We checked out the town, had a very nice Chinese meal, a few beers then a few Yaa Dongs back at the Motel, which was only a few km's from the Historical Park. 



Granted world heritage status around 1992, the KP Historical Park was a pleasant surprise. First surprise, no falang pricing- 50 bht per car + 50 per person. The Visitors centre is well worth visiting- quite informative with audio visual displays, and some antique statues and stuff.



The main park area is exactly that- set in very pleasant wooded parkland. Nice place for a picnic.





An old belltower or watchtower or something. KP dates from the Ayuddhaya era mainly, and one of it's main purposes was to act as a defence post for the capital against the marauding Burmese. There are city walls still standing in places, and a moat. The Burmese got them in the end though.  :Wink:

----------


## sabang

There are some forty Wat's around Kamphaeng Pet. Fortunately, all of the ones in the Historical Park are clearly signposted and explained, so culture vultures and history buffs should be content. This is no theme park.









The ruins vary from quite well preserved to some piles of crumbling bricks. Whilst perhaps overshadowed by the ancient capitals of Sukhothai and Ayuddhaya, I reckon KP is well worth a visit- no vendors or souvenir stands here, and very few tourists. 
Well set up for the visitor though- well done Thailand.  :goldcup:

----------


## sabang

The most famous Wat is actually outside of the Historical Park itself. It is no extra cost though, the same ticket covers the entrance fee there too. so we drove out of the Park a t the other end, turned left where we should have turned right, and came across this Chinese temple.





Quite a gaudy contrast to the ancient city nearby. Quite a large temple building too, but you will have to see that for yourself.

----------


## sabang

Many if not most visitors to KP come to see the Wat Pra Khaeo, or sleeping monk. In a piece of inspired Thai logic, there is a falang price here- 80 bht. yet, if you paid 50 bht to see the historical park first (much nicer in my opinion) it is no extra to get in here. Go figure.  :Confused: 



Opposite the Wat is the KP National Museum, which might be worth a visit. We were thinking of our lunch stop however.

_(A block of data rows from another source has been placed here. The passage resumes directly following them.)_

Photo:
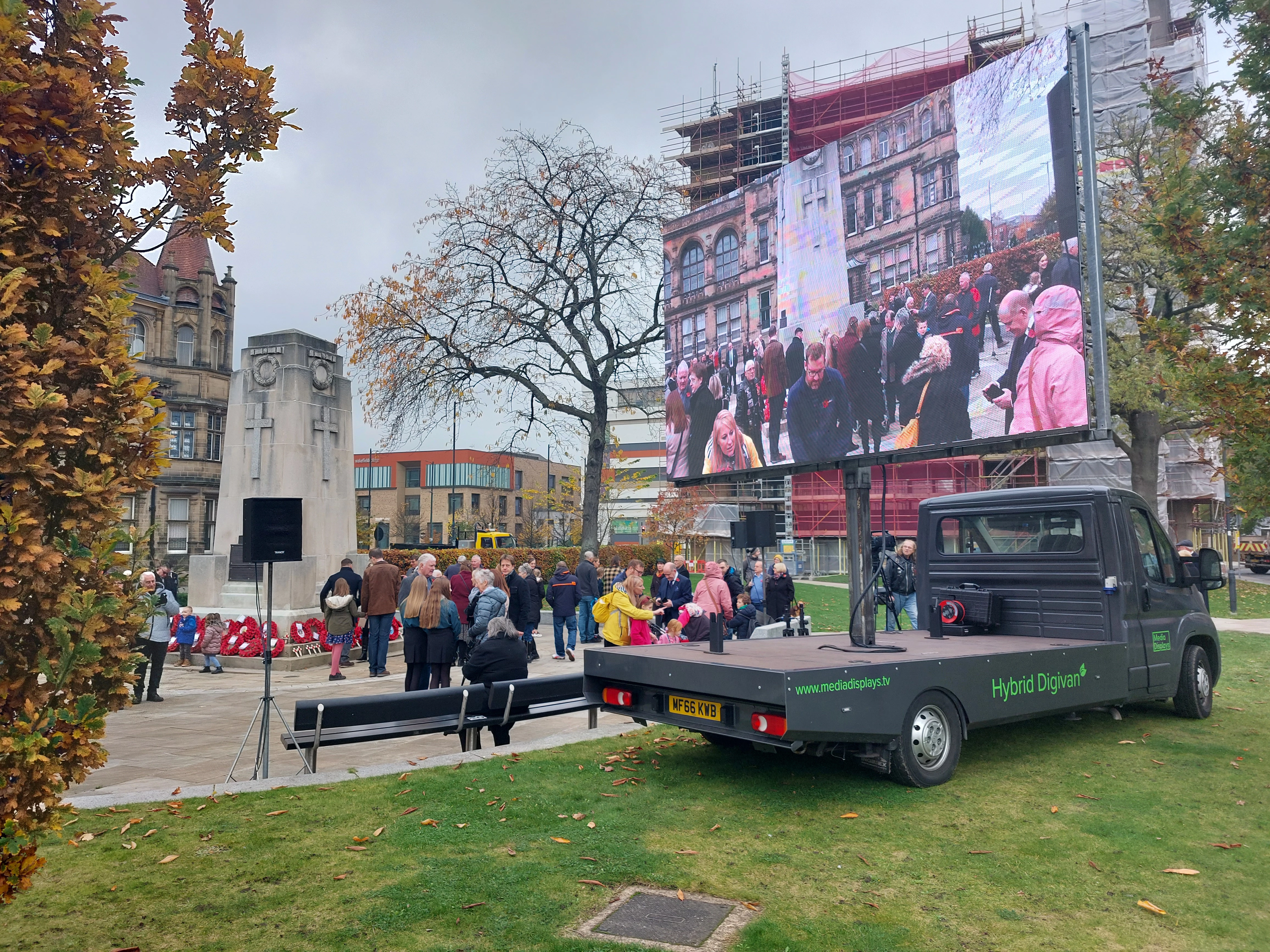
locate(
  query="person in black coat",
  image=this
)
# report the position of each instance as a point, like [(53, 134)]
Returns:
[(501, 657), (865, 387), (943, 418), (703, 409)]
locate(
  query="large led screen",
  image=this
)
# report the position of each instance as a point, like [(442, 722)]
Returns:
[(912, 285)]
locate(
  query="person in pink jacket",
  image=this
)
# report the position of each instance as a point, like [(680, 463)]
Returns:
[(713, 593), (1052, 391)]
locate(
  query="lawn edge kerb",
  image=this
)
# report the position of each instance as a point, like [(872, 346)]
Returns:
[(578, 735)]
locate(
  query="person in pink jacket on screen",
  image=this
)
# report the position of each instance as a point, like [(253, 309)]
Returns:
[(1052, 391)]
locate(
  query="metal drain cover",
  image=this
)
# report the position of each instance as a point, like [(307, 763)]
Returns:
[(655, 918)]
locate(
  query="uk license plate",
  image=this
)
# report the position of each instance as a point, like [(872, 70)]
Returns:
[(693, 707)]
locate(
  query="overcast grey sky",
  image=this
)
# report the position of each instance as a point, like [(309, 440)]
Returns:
[(398, 98)]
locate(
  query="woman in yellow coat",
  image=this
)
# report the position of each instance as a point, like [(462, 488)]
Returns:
[(729, 449), (618, 625)]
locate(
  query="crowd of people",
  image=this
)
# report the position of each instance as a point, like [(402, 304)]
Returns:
[(913, 360)]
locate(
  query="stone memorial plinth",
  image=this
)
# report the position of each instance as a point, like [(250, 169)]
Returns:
[(289, 433)]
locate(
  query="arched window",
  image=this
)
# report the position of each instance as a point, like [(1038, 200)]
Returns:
[(138, 338), (186, 346), (727, 257), (693, 267)]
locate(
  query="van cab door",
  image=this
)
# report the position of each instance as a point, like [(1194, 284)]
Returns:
[(1163, 601)]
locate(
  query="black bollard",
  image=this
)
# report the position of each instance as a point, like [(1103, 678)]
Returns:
[(715, 634)]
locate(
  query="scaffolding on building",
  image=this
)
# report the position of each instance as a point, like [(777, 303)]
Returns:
[(727, 140)]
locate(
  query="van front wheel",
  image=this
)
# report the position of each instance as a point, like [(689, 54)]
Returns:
[(930, 746)]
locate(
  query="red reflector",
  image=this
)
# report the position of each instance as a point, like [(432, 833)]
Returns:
[(618, 697), (769, 724)]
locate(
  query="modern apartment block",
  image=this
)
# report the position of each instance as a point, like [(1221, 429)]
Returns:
[(442, 497)]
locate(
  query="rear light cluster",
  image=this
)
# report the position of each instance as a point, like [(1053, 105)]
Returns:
[(769, 724), (618, 697)]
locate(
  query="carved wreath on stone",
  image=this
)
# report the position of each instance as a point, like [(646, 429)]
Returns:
[(322, 374), (265, 371)]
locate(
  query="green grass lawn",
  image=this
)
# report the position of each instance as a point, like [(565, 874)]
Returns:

I guess this place must mean something to the Thai- Mrs did a fair bit of Waiing there.



The eponymous sleeping monk.

----------


## sabang

So onwards to Tak for a pleasant lunch by the River- pleasant by the river, but average food that is. 





Riverside Tak. From here, we drove onwards for an overnight stop in Chiang Mai before heading to Doi Angkhang next day.

A venerable Teak Door tradition was continued here, being stood up by CMN, who texted to tell me he could not make it for a beer that evening as he was in Phrae (pretty good excuse really). We checked out the Pub anyway- The Red Lion, h'mm very touristy and located in the midst of a crowded tourist market. But it was the first stop of several, and we ended up getting well pissed. :Smile: 

Impressions of CM- touristy, some character areas in the centre and old city, and the city has a traffic problem.

----------


## friscofrankie

> city has a traffic problem.


Only during holidays does it get real bad 
BTW CMN texted me your phone number I tried to call...

No answer.

----------


## sabang

We were only in CM for the night of the 28th frankie, and early lunch the next day. If thats when you called, we were probably walking through some crowded tourist area with the phone tucked away in Mrs bag. Shame.  :Sad: 

Anyway, I'll take a break now. Next Thread, Part 2- the drive up to Doi Angkhang, Angkhang Gardens and the village. Part 3- Tha Ton & the drive to Chiang Rai.

----------


## friscofrankie

No Problem, next time you're in the neighborhood  :Roll Eyes (Sarcastic): 

Great stuff on Kamphaeng Phet.  been through a dozen times, never stopped to see anything.  Next time I will.

----------


## sabang

The details of the nite in CM are a bit hazy, but over the river from the night market you've got a row of about three restaurants, each fairly big places with a band playing. We had a nice dinner at the Riverside, then checked out a few places in the adjoining old town, which seemed a nice place to hang out- I think I'll stay around there next time. Then we pub crawled back to our hotel, I've forgotten the name but it was right next to a restaurant called the Steakhouse and cost 800 Bht a nite. CM was heaving with tourists- it was obviously high season- so we were glad to get a hotel with parking.

I'd like to go back to CM for a few days and get to know it more. It's a pleasant place to wander around, and of course several attractions around it. It won't be in Peak season though- too many tourists, too much traffic. The last time I was in CM was about 12 years ago, and I remembered it as quite a sedate place in comparison.

_ERRATA-_

I clumsily put these Fot's in the wrong albums on TD hosting, so I'll tack them on here:-



Entrance to the Chinese temple.



Everything is well signposted and explained in KP historical Parl.

----------